Ziet er vet goed uit zo’n bordje stinkpasta al zeg ik het zelf! En het smaakt echt fantastisch.

Tip:
Zorg dat je na het eten van deze heerlijkheid geen afspraken meer hebt!

Variatietip:
Voor de variatie kun je ook een keer in plaats van peultjes verse spinazie gebruiken. Deze bak je met de ui en de kastanjechampignons mee. Het gebruik van een wok in plaats van een koekenpan vind ik dan wel raadzaam, anders zul je zien dat het niet zo makkelijk omschept als je zou willen.

Appelgedrochten

Ingrediënten:
- 1 pakje bladerdeeg
- 3 (moes) appels
- bruine rozijnen, zo veel als je wilt
- kaneel, zo veel als je wilt
- kristalsuiker, zo veel als je wilt
- vanille-essence, niet al te veel

Bereidingswijze:

Schil de appels, en snij ze in kleine blokjes.

Doe de stukjes appel in een kom en daarbij doe je de rozijnen totdat je het genoeg vind.

Dan voeg je de kristalsuiker, de vanille-essence en de kaneel (naar smaak) toe. Dit geheel goed door elkaar mengen.

Je neemt een plakje bladerdeeg en je neemt een schepje van het appelmengsel, en dat doe je op het bladerdeeg. Dit vouw je zo goed mogelijk dicht wat waarschijnlijk voor geen meter wil lukken. Vergeet daarom niet dat dit recept appelgedrochten heet en het dus geen meter uitmaakt of het eindresultaat er mooi uitziet of niet. Zodra het tussen je kiezen beland ziet het er ook niet meer uit.

Dan bestrijk je het appelgedrocht met wat losgeklopt ei, en om het helemaal af te maken strooi je over het net bestreken appelgedrocht wat kristalsuiker.

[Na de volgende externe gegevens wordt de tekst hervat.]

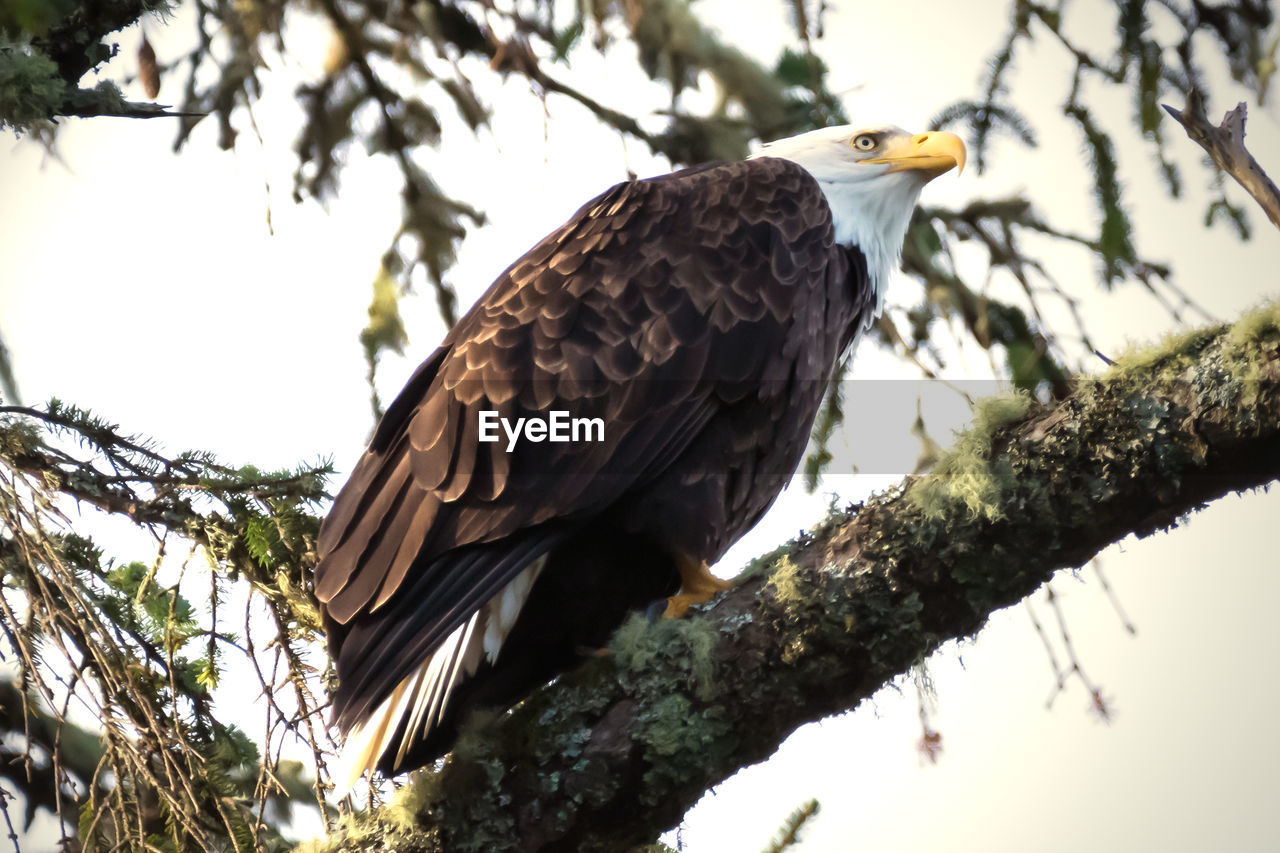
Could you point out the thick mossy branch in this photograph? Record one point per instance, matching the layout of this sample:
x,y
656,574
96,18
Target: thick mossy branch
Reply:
x,y
618,749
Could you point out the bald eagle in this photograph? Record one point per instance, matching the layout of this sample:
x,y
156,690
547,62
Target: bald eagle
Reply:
x,y
698,316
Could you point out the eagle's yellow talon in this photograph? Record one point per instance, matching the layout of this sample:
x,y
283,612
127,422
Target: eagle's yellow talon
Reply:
x,y
696,585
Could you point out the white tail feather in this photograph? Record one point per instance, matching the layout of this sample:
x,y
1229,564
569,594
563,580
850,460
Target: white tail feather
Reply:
x,y
423,697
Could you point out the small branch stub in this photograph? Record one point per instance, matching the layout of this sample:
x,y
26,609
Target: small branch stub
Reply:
x,y
1225,145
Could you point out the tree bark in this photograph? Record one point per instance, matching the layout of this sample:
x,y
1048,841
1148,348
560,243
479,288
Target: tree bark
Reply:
x,y
616,752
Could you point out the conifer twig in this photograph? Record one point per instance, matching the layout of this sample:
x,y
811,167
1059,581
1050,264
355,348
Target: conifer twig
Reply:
x,y
1225,145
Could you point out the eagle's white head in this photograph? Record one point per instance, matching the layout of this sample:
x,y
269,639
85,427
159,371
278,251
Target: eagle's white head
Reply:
x,y
872,178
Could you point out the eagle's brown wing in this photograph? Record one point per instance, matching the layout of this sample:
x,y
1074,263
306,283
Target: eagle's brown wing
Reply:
x,y
656,305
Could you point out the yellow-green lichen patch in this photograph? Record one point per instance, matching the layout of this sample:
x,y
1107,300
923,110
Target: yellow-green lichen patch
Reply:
x,y
785,580
965,475
1255,327
1171,354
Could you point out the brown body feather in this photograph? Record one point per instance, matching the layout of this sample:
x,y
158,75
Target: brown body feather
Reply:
x,y
699,315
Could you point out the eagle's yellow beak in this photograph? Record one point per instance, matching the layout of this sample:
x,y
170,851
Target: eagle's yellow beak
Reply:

Leg ze allemaal op een bakplaat die bekleed is met bakpapier en zet dit in een op 200 graden voor verwarmde oven. Na 30 minuten heb je heerlijke appelgedrochten. Pas wel op want als ze net uit de oven komen zijn de appelgedrochten loeiheet, dus even laten afkoelen is erg verstandig.